Artificial Intelligence will take this enterprise self-service portal to the next level and provide users with a much more engaging, personalized and “smarter” front-end experience. CIOs can leverage their employees’ existing experience: IT teams that have proven their worth in implementing service management outside of core IT have the necessary know-how and should therefore be involved in the strategic planning and implementation of appropriate AI technologies be included in every case.
Find a specialist department with a high contribution to the added value of the company, which requires a portal, automation and reporting. Offer to automate their processes and workflows with your existing ITSM solution. If it does not adapt, it may be time to look for a sustainable alternative.
Artificial intelligence relies on the availability of relevant information from a variety of sources. This is especially true if it is to be used to predict events or automate service processes outside of IT. In mature IT infrastructures, however, data is often stored in separate individual systems that use very different standards. Information should therefore be concentrated in one central location – for example, in a data warehouse (DWH) or a service management platform. This central solution will allow future AI applications to access quickly and securely.

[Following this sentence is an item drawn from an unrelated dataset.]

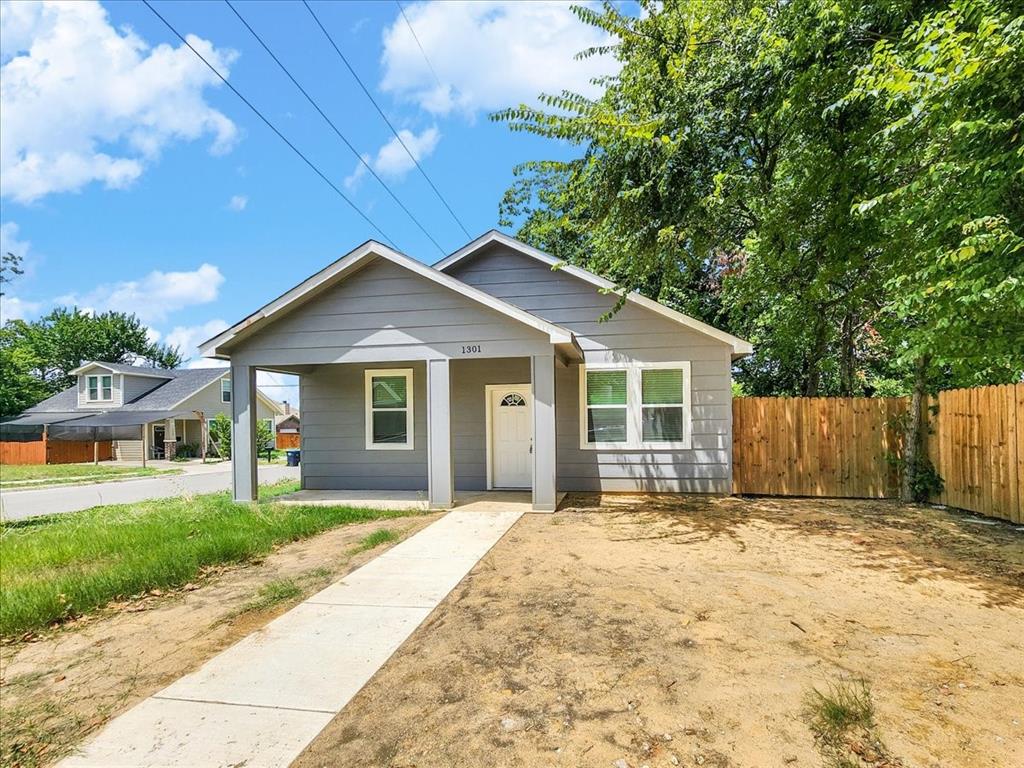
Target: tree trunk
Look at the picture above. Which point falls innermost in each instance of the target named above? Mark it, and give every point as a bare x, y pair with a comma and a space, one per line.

Companies will continue to use applications from various manufacturers in the future. A central core element of modern solutions are standardized interfaces (APIs) that connect them to one another. They also enable the direct exchange of information with AI solutions and can provide users with the desired results very quickly. Gardener predicts in its strategic architecture roadmap that by 2020, integration work to build a digital platform will account for 50 percent of the time and cost. IT managers should therefore check the degree of integration before purchasing a new business application and introduce it as a new decision-making criterion for tenders. In addition, it is advisable to examine existing and future ITSM platforms for their integration capability. They also need to be quick and easy to integrate with third-party solutions. Only in this way can executives ensure that in the medium term all users can benefit from the use of artificial intelligence.
Artificial intelligence is not just a hype but a serious trend that will also fundamentally change the service desk. Some critics see (not without reason) many jobs in IT departments at risk, but AI offers companies and their IT staff, above all, new opportunities: While routine tasks are processed automatically, they can concentrate more on strategic tasks than before – and the actively promoting much-discussed digitization within the company. However, CIOs should not forget: users in IT and specialist departments are already very demanding today and will remain the actual service customers in the future – without broad acceptance, the company-wide introduction of artificial intelligence can hardly succeed. As a result, executives not only have to create the technical prerequisites for AI, but also have to be prepared to embark on something new. Only when all employees are ready to go this way together will the introduction of AI-based service desk solutions be successful. Themes such as self-determination, knowledge management, enterprise service management, the use of agile methods and interoperability with third-party applications should therefore already be on the agenda of every CIO – and be integrated into the ESM roadmap in the medium term.